Chemistry is taught and understood using simplified models that boil down complex interactions into simple to understand concepts, said study co-author Ilia Kevlishvili, a postdoctoral researcher in the lab of Heather J. Kulik, professor of chemical engineering and chemistry at MIT.

Models have been developed to describe things ranging from molecular structures (Lewis structures) to reaction thermodynamics (HSAB) and kinetics (Hammond's postulate, Marcus theory, Woodward-Hoffmann rules), Kevlishvili said.

"Similarly, we have developed a simple framework to rationalize and understand the reactivity of mechanically-activated bonds that is both easy to understand and quantitatively informative," Kevlishvili explained.

"The model itself can be used to discover new modes of reactivity giving rise to new functional materials. Furthermore, the concept of productive mechanochemistry is relatively fresh and providing an easily understandable model for how mechanical stress can lead to precise reactivity is important."

The idea for this work began with Sun and Kevlishvili studying a series of NEO mechanophores and noticing an unexpected reactivity trend. Diving deeper, they realized there could be key parameters that correlate to a common trend among some mechanophores.

"And then we started to wonder if this is a trend that could be generalized to more general cases of mechanophores, and then we started to wonder if there is something more fundamental behind it that could help the whole field of mechanochemistry," Sun said.

Moore said the initial idea turned into a great collaboration with researchers at MIT and Duke who are their partners in MONET, the Center for the Chemistry of Molecularly Optimized NETworks. Moore said some of the concepts were initiated from ideas that came out of Prof. Steve Craig's lab at Duke.

"The concept of the CCI really worked in this case," Moore said.

Through extensive experimentation and computation, the researchers studied four NEO mechanophores to determine the two key molecular features and then create their linear model, which accurately predicted the transition force required for C–C bond activation in over 30 known mechanophores.

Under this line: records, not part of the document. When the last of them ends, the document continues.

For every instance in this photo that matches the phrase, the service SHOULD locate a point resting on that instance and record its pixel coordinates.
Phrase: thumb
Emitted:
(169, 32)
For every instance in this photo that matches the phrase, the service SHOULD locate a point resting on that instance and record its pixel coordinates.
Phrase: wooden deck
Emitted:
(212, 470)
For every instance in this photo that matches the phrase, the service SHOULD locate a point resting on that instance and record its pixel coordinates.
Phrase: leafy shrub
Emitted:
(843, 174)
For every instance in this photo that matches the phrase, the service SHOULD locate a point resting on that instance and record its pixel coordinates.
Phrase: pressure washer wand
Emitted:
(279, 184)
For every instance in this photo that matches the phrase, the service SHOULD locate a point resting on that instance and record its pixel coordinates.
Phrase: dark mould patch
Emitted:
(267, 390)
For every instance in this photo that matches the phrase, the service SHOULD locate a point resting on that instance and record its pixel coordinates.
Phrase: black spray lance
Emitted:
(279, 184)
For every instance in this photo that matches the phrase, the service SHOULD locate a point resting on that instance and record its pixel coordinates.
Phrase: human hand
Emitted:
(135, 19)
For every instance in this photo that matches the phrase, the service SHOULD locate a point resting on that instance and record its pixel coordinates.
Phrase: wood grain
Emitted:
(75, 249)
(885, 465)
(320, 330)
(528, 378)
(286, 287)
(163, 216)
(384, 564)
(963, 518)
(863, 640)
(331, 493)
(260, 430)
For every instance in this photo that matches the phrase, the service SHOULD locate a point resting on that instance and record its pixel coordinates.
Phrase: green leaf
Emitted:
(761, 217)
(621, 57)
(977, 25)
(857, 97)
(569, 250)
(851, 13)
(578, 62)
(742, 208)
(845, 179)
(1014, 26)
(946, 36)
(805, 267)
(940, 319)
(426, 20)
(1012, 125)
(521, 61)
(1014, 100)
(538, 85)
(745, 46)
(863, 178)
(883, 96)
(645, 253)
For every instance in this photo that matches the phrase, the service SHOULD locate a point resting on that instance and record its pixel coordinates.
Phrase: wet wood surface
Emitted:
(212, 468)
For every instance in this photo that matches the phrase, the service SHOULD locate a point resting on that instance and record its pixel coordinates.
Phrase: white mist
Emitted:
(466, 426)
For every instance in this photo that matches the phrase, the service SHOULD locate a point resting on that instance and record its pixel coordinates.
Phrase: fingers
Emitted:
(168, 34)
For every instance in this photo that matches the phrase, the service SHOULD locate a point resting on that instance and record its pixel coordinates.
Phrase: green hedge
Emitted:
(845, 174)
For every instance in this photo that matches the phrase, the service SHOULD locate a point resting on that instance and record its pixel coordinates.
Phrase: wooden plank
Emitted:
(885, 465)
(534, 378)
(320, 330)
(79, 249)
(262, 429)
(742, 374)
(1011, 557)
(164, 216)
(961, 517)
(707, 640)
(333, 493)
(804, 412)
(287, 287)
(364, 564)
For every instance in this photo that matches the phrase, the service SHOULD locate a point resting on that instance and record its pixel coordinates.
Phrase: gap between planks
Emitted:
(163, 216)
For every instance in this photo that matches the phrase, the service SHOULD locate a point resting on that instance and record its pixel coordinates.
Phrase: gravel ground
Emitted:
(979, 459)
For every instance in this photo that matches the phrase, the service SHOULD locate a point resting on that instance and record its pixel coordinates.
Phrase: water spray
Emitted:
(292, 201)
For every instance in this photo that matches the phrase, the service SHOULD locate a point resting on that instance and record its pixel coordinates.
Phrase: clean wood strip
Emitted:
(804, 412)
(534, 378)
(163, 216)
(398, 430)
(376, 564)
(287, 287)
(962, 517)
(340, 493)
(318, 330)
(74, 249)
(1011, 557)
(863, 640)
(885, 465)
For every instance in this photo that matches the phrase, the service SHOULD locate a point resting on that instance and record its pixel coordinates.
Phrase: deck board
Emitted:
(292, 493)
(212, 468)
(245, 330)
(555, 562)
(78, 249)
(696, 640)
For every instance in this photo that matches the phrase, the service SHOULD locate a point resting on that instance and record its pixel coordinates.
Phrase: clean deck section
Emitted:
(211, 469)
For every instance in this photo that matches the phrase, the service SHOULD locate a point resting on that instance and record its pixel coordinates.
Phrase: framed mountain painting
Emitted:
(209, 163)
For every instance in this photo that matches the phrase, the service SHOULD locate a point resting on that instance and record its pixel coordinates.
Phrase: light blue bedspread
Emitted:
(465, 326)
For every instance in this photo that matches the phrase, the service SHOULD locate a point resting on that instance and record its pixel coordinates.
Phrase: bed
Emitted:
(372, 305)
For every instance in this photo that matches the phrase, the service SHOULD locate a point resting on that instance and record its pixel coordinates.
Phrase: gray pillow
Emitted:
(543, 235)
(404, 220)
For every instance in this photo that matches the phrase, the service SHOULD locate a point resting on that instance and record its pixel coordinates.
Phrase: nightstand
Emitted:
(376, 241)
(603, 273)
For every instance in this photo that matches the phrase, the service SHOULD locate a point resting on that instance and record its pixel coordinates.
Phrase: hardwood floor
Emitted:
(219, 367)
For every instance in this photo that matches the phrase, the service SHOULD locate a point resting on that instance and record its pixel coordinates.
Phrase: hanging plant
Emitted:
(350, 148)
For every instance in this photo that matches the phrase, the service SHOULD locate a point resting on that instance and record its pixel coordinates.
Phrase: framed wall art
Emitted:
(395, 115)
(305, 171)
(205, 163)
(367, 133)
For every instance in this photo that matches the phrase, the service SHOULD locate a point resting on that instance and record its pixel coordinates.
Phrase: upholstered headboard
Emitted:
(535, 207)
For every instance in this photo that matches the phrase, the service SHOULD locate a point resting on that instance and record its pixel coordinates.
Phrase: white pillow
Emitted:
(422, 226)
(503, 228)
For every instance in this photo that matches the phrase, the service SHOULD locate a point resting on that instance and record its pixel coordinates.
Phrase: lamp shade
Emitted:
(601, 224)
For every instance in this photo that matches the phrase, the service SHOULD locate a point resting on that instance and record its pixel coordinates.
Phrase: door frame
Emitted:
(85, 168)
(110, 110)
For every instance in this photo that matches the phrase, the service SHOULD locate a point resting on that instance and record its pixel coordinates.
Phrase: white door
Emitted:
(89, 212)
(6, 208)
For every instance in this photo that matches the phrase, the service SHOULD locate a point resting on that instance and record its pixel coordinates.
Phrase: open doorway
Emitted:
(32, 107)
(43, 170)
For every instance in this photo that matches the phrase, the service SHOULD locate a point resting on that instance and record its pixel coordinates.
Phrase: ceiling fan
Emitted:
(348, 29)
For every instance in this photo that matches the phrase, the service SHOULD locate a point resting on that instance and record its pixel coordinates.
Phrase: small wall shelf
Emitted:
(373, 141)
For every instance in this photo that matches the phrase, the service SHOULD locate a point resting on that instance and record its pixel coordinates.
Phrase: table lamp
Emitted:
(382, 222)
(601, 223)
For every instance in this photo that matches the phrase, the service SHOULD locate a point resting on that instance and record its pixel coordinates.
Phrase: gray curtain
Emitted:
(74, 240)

The result of their work represents a highly accessible tool that can be used in large-scale screening to predict the mechanochemical reactivity C–C bond in the design of mechanophores.

Kevlishvili said CCIs like MONET provide an immense opportunity to bring together individuals with expertise in different areas.

"This project was my first introduction to the field of mechanochemistry but because I was working closely with Yunyan, Jeff, and Steve, I did not miss a beat and I was quickly caught up. This work was only made possible due to multiple groups coming together, as each piece of data gained from each group was crucial to build the TMBA framework," Kevlishvili said.

Stephen L. Craig, professor of chemistry at Duke, and Tatiana Kouznetsova, lab research analyst at Duke, provided single-molecule studies of a series of mechanochemical reactions for the project. Craig said he appreciates how Sun and Kevlishvili successfully brought together their own perspectives and complementary technical approaches in this work.

"It was a pleasure to be recruited into this collaboration," Craig said. "I am excited to see if the method provides an efficient route to the discovery of efficient mechanophores."

Also, Moore said, their model is distilled down into something that is very teachable with a conceptual framework that could be textbook knowledge in the future.

"Because of that teachability, it brings understanding at a level that could be taught from a freshman level on," he said.

"You always thought the C–C bond was indestructible, but it's not. If you design your molecule just right so that you can bring force to that bond and if you stretch it to a certain point and there's an alternative reaction pathway available, it might take that pathway and you have a new chemical compound or may have new functionality."